The effect of this war has been to breathe new life into NATO. The French are, as always, stand-offish. Macron is no less eager than his predecessors to gain something for France at the expense of its allies, and the Germans are reluctant to fully abandon the illusions that, in the days of Angela Merkel, very nearly made their country a dependency of Russia. Strategic autonomy is their watchword; appeasement is the effectual truth of that aim. But the other nations in the alliance—including the Finns who have joined it and the Swedes who will do so—are now alert and vigilant. In the meantime, the Poles are building a mighty army. The alliance is in better shape than it has been at any time since the mid-1990s, and it owes that health in large part to NATO’s expansion—which is to say, to the presence within it of the former members of the Warsaw Pact, who are less inclined to complacency and accommodation than the Germans and the French.
One can, of course, cite Turkey as an exception. The rise to power of Recep Tayyip Erdoğan and of the Islamist party that he leads has rekindled the Ottoman ambitions that Mustafa Kemal Atatürk spurned, and his government, in a manner that would put even the French to shame, is intent on exploiting the Ukrainian conflict for its own profit. But the Ottoman delusion will not last. None of the peoples once governed from Constantinople look back on their subjection with nostalgia. In any case, Erdoğan was very nearly defeated in the recent presidential elections; his tenure at the top will soon come to an end; and there will come a time—fairly soon—when the Turks once again begin to think of their country as an extension of Europe.
The only question that remains to be pondered is whether Ukraine should be brought into the NATO alliance. That question will, I think, be answered on the battlefield. If the Ukrainians sustain themselves against their Russian foe—as they are likely to do—bringing them into NATO will contribute mightily to the containment of the one country that is a threat to peace and freedom in Europe.

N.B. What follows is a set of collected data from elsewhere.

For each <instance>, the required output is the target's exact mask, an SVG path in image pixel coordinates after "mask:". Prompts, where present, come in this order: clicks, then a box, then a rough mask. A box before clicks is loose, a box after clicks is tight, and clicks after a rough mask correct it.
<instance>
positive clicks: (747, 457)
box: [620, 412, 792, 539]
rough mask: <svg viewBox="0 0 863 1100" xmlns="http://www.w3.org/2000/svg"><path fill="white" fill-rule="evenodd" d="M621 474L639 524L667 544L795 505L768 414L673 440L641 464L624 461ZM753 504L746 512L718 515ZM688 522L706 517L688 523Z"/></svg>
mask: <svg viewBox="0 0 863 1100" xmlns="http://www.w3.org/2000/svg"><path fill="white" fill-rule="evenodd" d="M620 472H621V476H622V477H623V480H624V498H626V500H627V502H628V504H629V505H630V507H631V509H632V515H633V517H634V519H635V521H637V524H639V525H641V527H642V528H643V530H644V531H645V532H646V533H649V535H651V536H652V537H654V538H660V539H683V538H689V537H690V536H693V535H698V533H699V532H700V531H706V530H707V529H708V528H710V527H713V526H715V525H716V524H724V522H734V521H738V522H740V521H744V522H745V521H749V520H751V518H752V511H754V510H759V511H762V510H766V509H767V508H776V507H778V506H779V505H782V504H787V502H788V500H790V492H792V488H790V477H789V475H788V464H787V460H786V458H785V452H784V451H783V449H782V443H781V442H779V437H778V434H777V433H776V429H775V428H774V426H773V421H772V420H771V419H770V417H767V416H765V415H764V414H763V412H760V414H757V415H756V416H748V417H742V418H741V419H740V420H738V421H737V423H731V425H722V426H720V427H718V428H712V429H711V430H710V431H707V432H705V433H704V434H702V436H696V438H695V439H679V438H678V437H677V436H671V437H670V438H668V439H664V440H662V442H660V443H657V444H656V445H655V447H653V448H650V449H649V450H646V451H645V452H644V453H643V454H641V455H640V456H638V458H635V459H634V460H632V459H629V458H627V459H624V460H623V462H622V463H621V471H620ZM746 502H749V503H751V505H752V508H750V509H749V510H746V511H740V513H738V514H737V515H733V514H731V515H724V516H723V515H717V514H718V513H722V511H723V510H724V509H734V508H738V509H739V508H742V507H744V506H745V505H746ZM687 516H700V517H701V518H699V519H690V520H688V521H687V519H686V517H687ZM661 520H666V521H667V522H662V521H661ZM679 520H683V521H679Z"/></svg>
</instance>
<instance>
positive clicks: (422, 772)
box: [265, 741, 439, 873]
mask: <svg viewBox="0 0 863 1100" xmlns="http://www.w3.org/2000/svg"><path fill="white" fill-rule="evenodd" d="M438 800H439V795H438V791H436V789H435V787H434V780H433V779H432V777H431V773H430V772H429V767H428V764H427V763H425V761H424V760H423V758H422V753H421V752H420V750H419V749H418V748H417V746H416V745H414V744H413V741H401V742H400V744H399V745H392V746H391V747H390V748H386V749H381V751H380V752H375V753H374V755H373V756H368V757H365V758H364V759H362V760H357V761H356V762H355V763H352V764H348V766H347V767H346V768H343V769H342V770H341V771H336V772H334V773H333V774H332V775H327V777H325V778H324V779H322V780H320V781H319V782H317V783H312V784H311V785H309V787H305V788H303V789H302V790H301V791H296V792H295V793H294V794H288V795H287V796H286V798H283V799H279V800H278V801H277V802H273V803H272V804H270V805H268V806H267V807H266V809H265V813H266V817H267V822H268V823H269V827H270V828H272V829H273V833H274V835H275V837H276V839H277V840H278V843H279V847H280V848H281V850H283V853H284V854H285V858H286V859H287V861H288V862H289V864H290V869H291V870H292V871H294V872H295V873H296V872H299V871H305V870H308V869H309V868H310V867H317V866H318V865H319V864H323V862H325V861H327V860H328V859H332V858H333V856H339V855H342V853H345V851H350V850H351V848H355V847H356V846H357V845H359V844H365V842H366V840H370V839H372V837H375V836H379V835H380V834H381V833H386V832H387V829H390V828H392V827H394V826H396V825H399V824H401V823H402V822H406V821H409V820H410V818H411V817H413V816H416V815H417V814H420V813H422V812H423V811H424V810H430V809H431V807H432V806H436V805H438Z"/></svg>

Surely, that is what the Swedes, the Finns, the Poles, the Lithuanians, Latvians, and Estonians, the Moldavians, the Rumanians, and the Czechs want: a well-fortified barrier against Russian expansionism.
A Ukrainian victory might also encourage Chinese sobriety. That is what the Taiwanese think. After all, Xi Jinping is the Chinese Putin; and, though China has had ample experience with defeat in the last two centuries, it, too, “yielded to circumstances” and was never “defeated in spirit.” Had the United States and its allies in Europe and Asia not succumbed to the Wilsonian dream, we would now be in a better relative position. It would be a good thing if Xi Jinping was left wondering whether, if he continues on the path laid out for him, there will be a reckoning awaiting him comparable to the one faced by his Russian counterpart. The resolve displayed by the West in Europe may yield dividends in Asia.